Submitted to: Meeting Abstract
Publication Type: Abstract Only
Publication Acceptance Date: 2/20/2020
Publication Date: 2/20/2020
Citation: Senatore, M.T., Ward, T.J., O'Donnell, K., Busman, M., Prodi, A. 2020. Genetic diversity and mycotoxin production among Fusarium head blight isolates belonging to the Fusarium tricinctum species complex from Italy [abstract].

Interpretive Summary:

Technical Abstract: Fusarium head blight (FHB) is a worldwide cereal disease caused by a complex of Fusarium species resulting in high yield losses, reduction in quality and mycotoxin contamination of grain. In Europe, the principal species responsible for FHB are F. graminearum, F. culmorum and F. poae. However, members of the F. tricinctum species complex (FTSC) have become increasingly important contributors to FHB, likely due to changes in climatic conditions. In addition, members of the FTSC can produce mycotoxins such as moniliformin (MON), enniatins (ENNS) and beauvericin (BEA) that could compromise food safety and animal health. In order to understand genetic diversity among the FTSC and estimate the mycotoxin risk related to these species, we collected FTSC isolates from grain samples harvested in Italy. We analyzed a multilocus DNA sequence dataset (TEF1a, RPB2 and RPB1) to evaluate species diversity and phylogenetic relationships. In addition, we investigated the in vitro production of mycotoxins in relation to species limits within the FTSC. A total of 123 isolates were characterized via multilocus sequencing. Phylogenetic analyses and comparisons to reference isolates deposited in FUSARIUM MLST indicated that F. avenaceum was the most common species (46% of the isolates).
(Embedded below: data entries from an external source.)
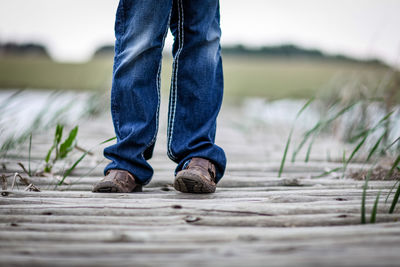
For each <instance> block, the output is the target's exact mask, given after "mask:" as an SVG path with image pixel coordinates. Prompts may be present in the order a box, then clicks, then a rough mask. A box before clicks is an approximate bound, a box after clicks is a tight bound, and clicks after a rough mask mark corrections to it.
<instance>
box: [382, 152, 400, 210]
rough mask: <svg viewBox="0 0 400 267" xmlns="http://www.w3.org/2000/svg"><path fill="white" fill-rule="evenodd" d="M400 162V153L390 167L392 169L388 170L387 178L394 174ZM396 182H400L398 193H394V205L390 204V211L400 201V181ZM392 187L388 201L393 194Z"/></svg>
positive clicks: (387, 198)
mask: <svg viewBox="0 0 400 267" xmlns="http://www.w3.org/2000/svg"><path fill="white" fill-rule="evenodd" d="M399 164H400V155H399V156H397V158H396V160H395V161H394V163H393V165H392V168H391V169H390V171H389V172H388V174H387V175H386V177H385V178H388V177H390V176H392V174H393V172H394V170H395V169H396V168H397V167H398V165H399ZM396 183H398V184H399V186H398V188H397V190H396V193H395V194H394V197H393V200H392V205H391V206H390V210H389V213H393V211H394V209H395V208H396V205H397V202H398V201H399V196H400V183H399V181H397V182H396ZM391 192H392V189H391V190H390V191H389V193H388V195H387V197H386V201H387V199H388V198H389V195H390V194H391Z"/></svg>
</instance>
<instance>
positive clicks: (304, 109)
mask: <svg viewBox="0 0 400 267" xmlns="http://www.w3.org/2000/svg"><path fill="white" fill-rule="evenodd" d="M314 100H315V97H312V98H310V99H309V100H308V101H307V102H306V103H305V104H304V106H303V107H302V108H301V109H300V110H299V111H298V112H297V114H296V119H295V120H297V119H298V118H299V117H300V115H301V114H302V113H303V111H304V110H306V108H308V106H309V105H310V104H311V103H312V102H313V101H314Z"/></svg>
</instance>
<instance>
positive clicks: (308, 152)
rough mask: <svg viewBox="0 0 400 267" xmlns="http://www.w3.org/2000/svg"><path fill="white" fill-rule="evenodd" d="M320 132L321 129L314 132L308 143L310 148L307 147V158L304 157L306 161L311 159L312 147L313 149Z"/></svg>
mask: <svg viewBox="0 0 400 267" xmlns="http://www.w3.org/2000/svg"><path fill="white" fill-rule="evenodd" d="M318 134H319V131H316V132H315V133H314V134H313V137H312V139H311V141H310V144H309V145H308V148H307V153H306V158H305V159H304V162H308V160H309V159H310V154H311V149H312V146H313V144H314V142H315V140H316V138H317V136H318Z"/></svg>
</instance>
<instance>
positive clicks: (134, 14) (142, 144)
mask: <svg viewBox="0 0 400 267" xmlns="http://www.w3.org/2000/svg"><path fill="white" fill-rule="evenodd" d="M171 7H172V0H120V3H119V6H118V10H117V17H116V22H115V35H116V44H115V58H114V69H113V81H112V91H111V112H112V119H113V123H114V129H115V133H116V136H117V143H116V144H114V145H111V146H109V147H107V148H105V149H104V156H105V157H106V158H108V159H110V160H111V161H112V162H111V163H109V164H108V165H107V167H106V168H105V170H104V173H105V174H106V173H107V171H108V170H111V169H120V170H126V171H128V172H130V173H131V174H133V175H134V177H135V179H136V182H138V183H140V184H147V183H148V182H150V179H151V178H152V175H153V169H152V168H151V166H150V165H149V164H148V163H147V162H146V160H147V159H149V158H150V157H151V156H152V153H153V148H154V144H155V141H156V135H157V129H158V112H159V105H160V71H161V57H162V55H161V52H162V48H163V45H164V39H165V36H166V34H167V30H168V28H169V27H168V25H169V20H170V11H171Z"/></svg>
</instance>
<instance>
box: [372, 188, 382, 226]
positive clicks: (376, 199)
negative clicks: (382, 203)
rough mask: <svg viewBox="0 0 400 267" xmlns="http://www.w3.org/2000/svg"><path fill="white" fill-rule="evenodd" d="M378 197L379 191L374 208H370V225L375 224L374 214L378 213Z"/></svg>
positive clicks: (374, 217)
mask: <svg viewBox="0 0 400 267" xmlns="http://www.w3.org/2000/svg"><path fill="white" fill-rule="evenodd" d="M380 196H381V191H379V192H378V195H377V196H376V199H375V203H374V207H373V208H372V212H371V219H370V223H375V222H376V213H377V212H378V202H379V197H380Z"/></svg>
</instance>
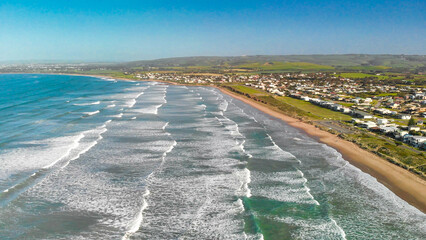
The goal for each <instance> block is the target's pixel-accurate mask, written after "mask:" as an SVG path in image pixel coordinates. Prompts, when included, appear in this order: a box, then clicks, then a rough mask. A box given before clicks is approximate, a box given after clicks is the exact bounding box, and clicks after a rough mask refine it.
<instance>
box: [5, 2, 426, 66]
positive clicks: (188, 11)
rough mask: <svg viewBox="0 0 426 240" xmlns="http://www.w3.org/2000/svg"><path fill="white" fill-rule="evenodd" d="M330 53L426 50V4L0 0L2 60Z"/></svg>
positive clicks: (73, 59) (424, 2)
mask: <svg viewBox="0 0 426 240" xmlns="http://www.w3.org/2000/svg"><path fill="white" fill-rule="evenodd" d="M334 53H337V54H343V53H389V54H426V1H425V0H419V1H418V0H405V1H402V0H401V1H399V0H387V1H385V0H359V1H357V0H352V1H348V0H328V1H326V0H289V1H271V0H259V1H251V0H244V1H240V0H226V1H222V0H215V1H210V0H193V1H186V0H185V1H180V0H152V1H151V0H147V1H144V0H138V1H136V0H135V1H131V0H96V1H90V0H70V1H65V0H51V1H50V0H31V1H29V0H16V1H9V0H1V1H0V61H11V60H75V61H127V60H139V59H155V58H165V57H178V56H204V55H209V56H213V55H214V56H232V55H254V54H275V55H277V54H334Z"/></svg>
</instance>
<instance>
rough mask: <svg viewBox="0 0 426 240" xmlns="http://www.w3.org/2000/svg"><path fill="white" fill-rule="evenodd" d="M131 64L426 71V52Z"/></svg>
mask: <svg viewBox="0 0 426 240" xmlns="http://www.w3.org/2000/svg"><path fill="white" fill-rule="evenodd" d="M120 65H121V66H125V67H127V68H145V67H156V68H185V67H194V66H199V67H216V68H229V69H232V68H242V69H251V70H256V69H257V70H269V71H273V70H333V69H336V70H352V71H358V70H360V71H362V70H367V71H368V70H370V71H375V70H381V71H383V70H388V71H389V70H394V71H426V56H425V55H370V54H344V55H255V56H233V57H209V56H205V57H179V58H164V59H157V60H145V61H134V62H127V63H122V64H120Z"/></svg>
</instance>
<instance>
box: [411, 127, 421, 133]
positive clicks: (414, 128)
mask: <svg viewBox="0 0 426 240" xmlns="http://www.w3.org/2000/svg"><path fill="white" fill-rule="evenodd" d="M408 131H415V132H418V131H420V127H417V126H409V127H408Z"/></svg>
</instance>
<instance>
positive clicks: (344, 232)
mask: <svg viewBox="0 0 426 240" xmlns="http://www.w3.org/2000/svg"><path fill="white" fill-rule="evenodd" d="M330 220H331V221H332V222H333V224H334V225H335V226H336V228H337V230H338V231H339V233H340V235H341V236H342V238H343V239H344V240H346V233H345V231H343V228H341V227H340V226H339V225H338V224H337V222H336V220H334V219H333V218H332V217H330Z"/></svg>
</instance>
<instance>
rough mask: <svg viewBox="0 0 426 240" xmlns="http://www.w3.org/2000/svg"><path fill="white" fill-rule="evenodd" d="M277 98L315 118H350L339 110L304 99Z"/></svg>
mask: <svg viewBox="0 0 426 240" xmlns="http://www.w3.org/2000/svg"><path fill="white" fill-rule="evenodd" d="M277 99H279V100H280V101H282V102H284V103H286V104H289V105H291V106H294V107H296V108H298V109H300V110H302V111H305V112H307V113H310V114H312V115H313V116H315V118H316V119H333V120H343V121H349V120H351V119H352V118H351V117H350V116H349V115H346V114H343V113H340V112H335V111H333V110H330V109H327V108H323V107H320V106H317V105H314V104H312V103H310V102H306V101H304V100H299V99H295V98H291V97H277Z"/></svg>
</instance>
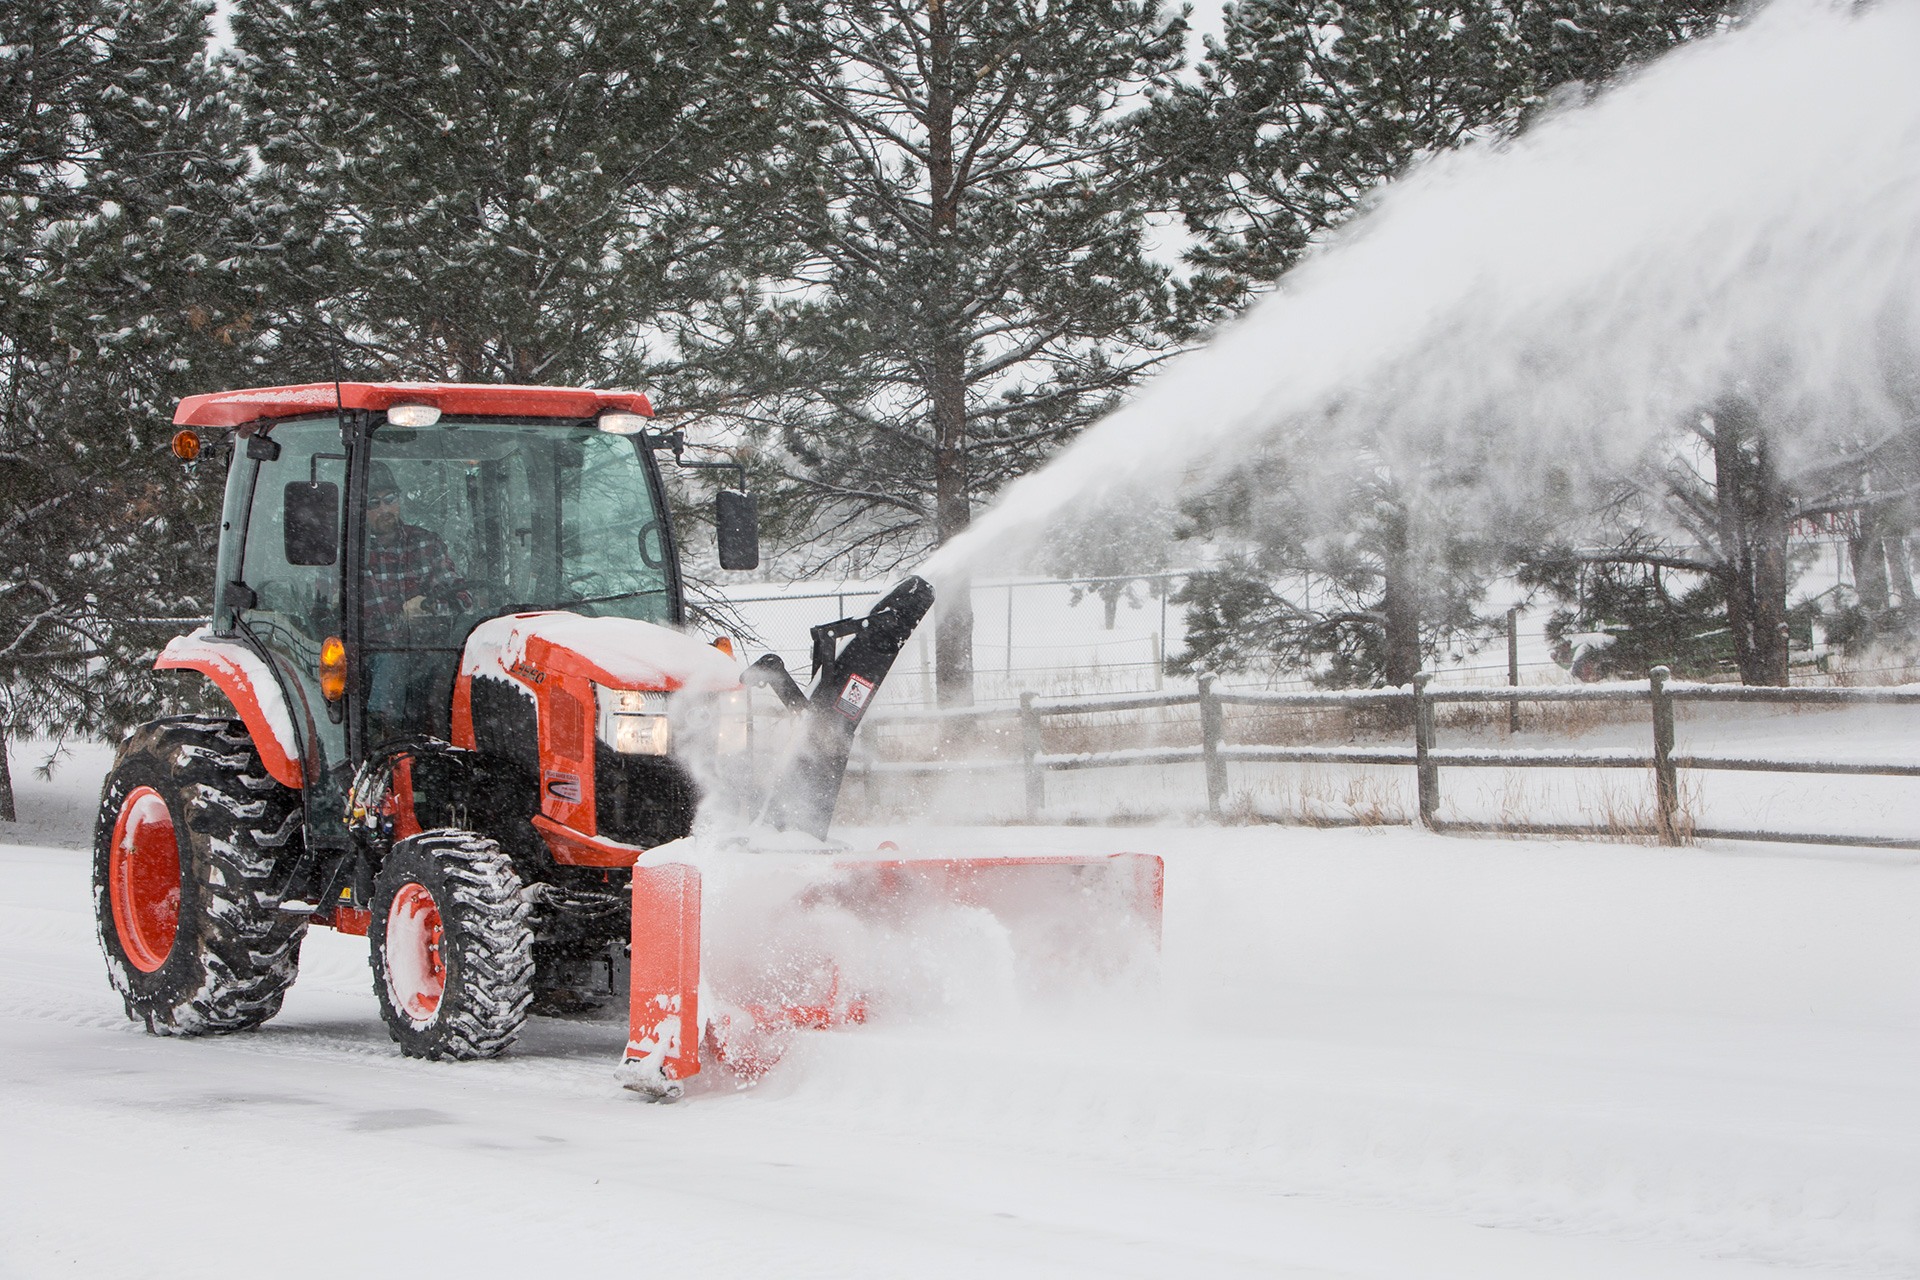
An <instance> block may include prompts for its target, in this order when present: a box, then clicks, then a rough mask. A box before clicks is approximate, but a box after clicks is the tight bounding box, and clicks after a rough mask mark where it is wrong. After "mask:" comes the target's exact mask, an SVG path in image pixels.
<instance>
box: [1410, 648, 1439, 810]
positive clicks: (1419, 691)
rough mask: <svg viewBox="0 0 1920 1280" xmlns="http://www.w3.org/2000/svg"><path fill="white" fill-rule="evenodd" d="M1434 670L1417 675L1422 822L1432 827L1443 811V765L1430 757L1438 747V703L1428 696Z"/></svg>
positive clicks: (1416, 697)
mask: <svg viewBox="0 0 1920 1280" xmlns="http://www.w3.org/2000/svg"><path fill="white" fill-rule="evenodd" d="M1432 677H1434V676H1432V672H1421V674H1419V676H1415V677H1413V770H1415V773H1417V775H1419V791H1421V825H1423V827H1427V829H1432V825H1434V814H1436V812H1440V766H1436V764H1434V762H1432V758H1430V752H1432V747H1434V704H1432V700H1430V699H1428V697H1427V681H1430V679H1432Z"/></svg>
However, 14% of the strains were identified as F. acuminatum, 11% of isolates were identified as F. tricinctum, and a single isolate was identified as F. flocciferum. In addition, two isolates were identified as FTSC 1 and FTSC 11, two undescribed and informally named species. Interestingly, 28% of isolates formed a distinct clade in the phylogenetic analysis and may represent a new species. These isolates were identified morphologically as F. tricinctum but were not part of a monophyletic cluster of F. tricinctum in the phylogenetic analysis. Mycotoxin production is being assessed in relation to the observed genetic diversity.